The test solution and the control solution were prepared in the same manner as in example 1
Under the existing chromatographic conditions, the retention time of glycolic acid in the reference solution is 3.090min, the retention time of formic acid is 3.370min, the retention time of malonic acid is 3.763min, the retention time of lactic acid is 3.970min, and the retention time of acetic acid is 4.277min. Wherein the separation degree of malonic acid and lactic acid is 1.42, and the peak type of malonic acid is asymmetric.
Under the existing chromatographic condition, the retention time of the glycolic acid in the sample solution is 3.090min; the retention time of formic acid was 3.373min; malonic acid was not detected, the retention time of lactic acid was 4.027min; the retention time of acetic acid was 4.290min and the matrix interfered with the detection of each organic acid.

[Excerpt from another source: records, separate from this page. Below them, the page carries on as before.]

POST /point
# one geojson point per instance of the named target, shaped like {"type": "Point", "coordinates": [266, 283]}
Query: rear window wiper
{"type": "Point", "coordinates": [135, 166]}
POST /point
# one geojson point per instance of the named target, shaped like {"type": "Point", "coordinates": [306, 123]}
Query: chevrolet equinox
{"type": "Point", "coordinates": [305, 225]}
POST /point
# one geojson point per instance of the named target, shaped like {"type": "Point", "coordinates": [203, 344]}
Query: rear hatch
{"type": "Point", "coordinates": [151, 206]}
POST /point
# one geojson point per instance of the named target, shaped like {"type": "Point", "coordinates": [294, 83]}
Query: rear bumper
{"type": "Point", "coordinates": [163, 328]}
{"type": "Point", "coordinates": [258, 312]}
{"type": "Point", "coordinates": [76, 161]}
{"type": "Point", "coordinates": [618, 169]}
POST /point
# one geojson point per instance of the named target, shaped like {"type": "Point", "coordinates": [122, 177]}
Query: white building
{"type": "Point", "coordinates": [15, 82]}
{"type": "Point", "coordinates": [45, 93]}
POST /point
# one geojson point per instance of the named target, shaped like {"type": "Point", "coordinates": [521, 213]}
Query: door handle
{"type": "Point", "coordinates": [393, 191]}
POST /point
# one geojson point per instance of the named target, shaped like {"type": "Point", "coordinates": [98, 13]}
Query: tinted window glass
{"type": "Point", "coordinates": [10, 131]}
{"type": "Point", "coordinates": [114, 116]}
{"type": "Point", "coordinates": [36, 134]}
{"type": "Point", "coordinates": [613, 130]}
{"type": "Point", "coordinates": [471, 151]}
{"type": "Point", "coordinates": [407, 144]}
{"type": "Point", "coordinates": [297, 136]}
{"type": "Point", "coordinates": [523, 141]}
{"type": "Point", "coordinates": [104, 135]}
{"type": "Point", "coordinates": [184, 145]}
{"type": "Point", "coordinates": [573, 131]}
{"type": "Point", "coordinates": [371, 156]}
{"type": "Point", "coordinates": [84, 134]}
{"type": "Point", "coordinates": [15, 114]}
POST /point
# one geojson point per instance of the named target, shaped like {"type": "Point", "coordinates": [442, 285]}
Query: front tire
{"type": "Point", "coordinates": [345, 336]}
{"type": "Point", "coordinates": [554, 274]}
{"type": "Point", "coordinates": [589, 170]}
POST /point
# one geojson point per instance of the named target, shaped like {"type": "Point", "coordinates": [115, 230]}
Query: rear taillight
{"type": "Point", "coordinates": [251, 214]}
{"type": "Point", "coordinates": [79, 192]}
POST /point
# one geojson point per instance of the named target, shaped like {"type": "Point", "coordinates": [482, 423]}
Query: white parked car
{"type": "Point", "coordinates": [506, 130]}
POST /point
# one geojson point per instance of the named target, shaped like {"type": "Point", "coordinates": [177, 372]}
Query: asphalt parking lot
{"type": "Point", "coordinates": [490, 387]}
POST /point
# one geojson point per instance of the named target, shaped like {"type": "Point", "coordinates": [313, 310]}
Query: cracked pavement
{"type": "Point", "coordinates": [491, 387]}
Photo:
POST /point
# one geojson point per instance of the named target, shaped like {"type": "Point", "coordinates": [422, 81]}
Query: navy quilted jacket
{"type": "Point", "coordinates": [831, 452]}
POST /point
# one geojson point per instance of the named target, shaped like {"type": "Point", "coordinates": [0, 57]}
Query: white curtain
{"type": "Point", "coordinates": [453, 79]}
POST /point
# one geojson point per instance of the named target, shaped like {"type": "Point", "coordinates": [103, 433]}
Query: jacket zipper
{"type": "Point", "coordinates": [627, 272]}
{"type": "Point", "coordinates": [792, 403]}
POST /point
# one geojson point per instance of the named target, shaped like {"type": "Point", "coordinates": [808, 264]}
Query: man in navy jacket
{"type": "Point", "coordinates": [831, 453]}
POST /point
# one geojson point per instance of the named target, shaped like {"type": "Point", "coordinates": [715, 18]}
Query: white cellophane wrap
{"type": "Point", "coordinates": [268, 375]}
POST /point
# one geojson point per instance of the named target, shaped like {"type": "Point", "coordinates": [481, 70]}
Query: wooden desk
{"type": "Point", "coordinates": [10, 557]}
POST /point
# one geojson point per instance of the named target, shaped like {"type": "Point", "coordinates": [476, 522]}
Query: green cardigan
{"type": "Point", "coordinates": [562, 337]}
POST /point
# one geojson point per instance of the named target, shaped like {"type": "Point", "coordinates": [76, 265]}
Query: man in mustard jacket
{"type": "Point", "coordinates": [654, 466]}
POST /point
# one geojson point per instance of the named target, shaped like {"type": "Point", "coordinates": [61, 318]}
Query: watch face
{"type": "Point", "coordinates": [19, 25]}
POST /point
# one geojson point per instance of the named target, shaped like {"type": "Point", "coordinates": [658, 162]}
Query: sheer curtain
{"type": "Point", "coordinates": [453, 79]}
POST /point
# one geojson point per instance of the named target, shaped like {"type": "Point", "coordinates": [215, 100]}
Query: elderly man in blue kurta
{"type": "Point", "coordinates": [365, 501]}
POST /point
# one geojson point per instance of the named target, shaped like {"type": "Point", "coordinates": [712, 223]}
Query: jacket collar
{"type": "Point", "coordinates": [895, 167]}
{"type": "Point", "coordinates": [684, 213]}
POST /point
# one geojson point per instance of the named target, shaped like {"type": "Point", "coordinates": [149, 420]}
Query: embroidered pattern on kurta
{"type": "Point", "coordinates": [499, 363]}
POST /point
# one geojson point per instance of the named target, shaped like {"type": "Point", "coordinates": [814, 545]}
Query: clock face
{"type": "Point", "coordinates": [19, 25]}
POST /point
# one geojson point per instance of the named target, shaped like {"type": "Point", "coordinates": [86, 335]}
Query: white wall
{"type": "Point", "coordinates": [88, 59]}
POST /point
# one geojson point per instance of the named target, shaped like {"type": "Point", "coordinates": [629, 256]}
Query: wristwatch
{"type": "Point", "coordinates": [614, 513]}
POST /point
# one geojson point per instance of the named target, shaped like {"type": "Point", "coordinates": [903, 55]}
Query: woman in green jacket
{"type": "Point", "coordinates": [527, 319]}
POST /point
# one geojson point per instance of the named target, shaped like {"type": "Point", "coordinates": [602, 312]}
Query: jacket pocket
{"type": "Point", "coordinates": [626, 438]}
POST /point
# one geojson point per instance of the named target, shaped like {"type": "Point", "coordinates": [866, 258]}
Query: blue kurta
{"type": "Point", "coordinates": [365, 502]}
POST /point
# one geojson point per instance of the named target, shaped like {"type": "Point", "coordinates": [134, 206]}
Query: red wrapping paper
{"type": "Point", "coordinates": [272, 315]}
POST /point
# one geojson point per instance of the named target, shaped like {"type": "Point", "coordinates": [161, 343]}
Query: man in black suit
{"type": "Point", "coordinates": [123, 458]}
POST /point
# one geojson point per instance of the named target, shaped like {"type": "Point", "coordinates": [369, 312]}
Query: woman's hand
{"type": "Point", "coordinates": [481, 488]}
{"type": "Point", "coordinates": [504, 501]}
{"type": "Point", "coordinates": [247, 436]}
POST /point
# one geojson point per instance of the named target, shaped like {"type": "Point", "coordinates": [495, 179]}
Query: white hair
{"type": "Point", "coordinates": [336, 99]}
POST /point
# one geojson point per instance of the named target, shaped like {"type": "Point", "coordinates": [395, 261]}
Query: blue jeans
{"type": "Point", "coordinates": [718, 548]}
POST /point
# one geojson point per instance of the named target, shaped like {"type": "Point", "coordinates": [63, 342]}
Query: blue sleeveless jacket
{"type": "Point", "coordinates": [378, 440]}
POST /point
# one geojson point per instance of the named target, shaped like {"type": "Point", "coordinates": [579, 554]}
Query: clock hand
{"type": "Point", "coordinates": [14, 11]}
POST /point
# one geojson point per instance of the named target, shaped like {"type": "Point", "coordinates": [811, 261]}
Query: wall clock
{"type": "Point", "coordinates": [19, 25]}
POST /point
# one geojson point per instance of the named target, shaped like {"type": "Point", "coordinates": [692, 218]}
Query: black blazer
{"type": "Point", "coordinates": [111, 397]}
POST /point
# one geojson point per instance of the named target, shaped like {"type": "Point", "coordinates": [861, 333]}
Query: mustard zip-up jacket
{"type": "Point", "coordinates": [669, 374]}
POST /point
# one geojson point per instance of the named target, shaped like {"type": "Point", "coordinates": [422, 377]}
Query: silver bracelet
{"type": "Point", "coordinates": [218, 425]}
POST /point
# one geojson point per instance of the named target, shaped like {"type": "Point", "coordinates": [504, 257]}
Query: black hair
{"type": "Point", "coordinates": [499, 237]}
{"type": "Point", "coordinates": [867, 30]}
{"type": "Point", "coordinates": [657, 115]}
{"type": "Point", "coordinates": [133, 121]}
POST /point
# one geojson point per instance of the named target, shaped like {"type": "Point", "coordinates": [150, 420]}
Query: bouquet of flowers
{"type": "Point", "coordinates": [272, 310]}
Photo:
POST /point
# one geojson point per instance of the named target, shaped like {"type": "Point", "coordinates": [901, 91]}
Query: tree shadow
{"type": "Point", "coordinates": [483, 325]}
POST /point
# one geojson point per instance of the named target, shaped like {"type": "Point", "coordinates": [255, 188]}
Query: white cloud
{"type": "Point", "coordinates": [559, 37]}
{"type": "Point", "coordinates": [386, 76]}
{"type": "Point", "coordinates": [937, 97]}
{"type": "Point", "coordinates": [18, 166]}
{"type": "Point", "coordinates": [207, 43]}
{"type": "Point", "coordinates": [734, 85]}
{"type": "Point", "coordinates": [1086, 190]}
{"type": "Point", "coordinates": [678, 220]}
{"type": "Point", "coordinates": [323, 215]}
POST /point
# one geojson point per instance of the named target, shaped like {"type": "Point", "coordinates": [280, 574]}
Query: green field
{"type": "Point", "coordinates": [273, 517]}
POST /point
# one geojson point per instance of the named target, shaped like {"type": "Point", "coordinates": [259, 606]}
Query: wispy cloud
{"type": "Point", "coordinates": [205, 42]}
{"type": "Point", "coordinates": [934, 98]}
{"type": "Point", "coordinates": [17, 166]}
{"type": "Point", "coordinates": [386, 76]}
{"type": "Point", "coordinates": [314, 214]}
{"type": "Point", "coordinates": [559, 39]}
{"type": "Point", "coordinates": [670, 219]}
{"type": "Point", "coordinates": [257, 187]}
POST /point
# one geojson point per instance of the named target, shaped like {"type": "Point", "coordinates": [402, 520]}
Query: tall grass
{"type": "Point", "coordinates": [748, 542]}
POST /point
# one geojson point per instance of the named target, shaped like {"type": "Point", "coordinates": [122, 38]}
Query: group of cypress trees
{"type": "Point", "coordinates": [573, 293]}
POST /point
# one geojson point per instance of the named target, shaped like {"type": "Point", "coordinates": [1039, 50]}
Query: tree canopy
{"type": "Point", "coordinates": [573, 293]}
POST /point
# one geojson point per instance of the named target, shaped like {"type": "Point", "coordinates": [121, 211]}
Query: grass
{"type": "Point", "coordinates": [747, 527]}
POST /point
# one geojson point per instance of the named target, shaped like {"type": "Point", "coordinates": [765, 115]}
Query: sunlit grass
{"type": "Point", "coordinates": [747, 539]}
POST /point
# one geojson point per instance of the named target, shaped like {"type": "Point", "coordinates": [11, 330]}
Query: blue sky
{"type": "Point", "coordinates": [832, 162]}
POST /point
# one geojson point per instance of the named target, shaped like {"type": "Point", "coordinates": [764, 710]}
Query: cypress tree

Therefore, when the mobile phase B is 0.1% phosphoric acid aqueous solution and the initial ratio of the mobile phase B to the mobile phase A is (95:5) phosphoric acid aqueous solution, the detection requirements of the product on five target organic acids are not met.
Comparative example 5
Instrument: thermo Ultimate3000
Chromatographic column: YMC-Triart C18.6X250 mm,5 μm;
mobile phase a is acetonitrile;
mobile phase B is 0.1% phosphoric acid aqueous solution
Column temperature: 35 ℃;
detection wavelength: 210nm;
the procedure for gradient elution is as follows:
Figure BDA0004030973690000181
column temperature: 35 ℃;
detection wavelength: 210nm.
The test solution and the control solution were prepared in the same manner as in example 1.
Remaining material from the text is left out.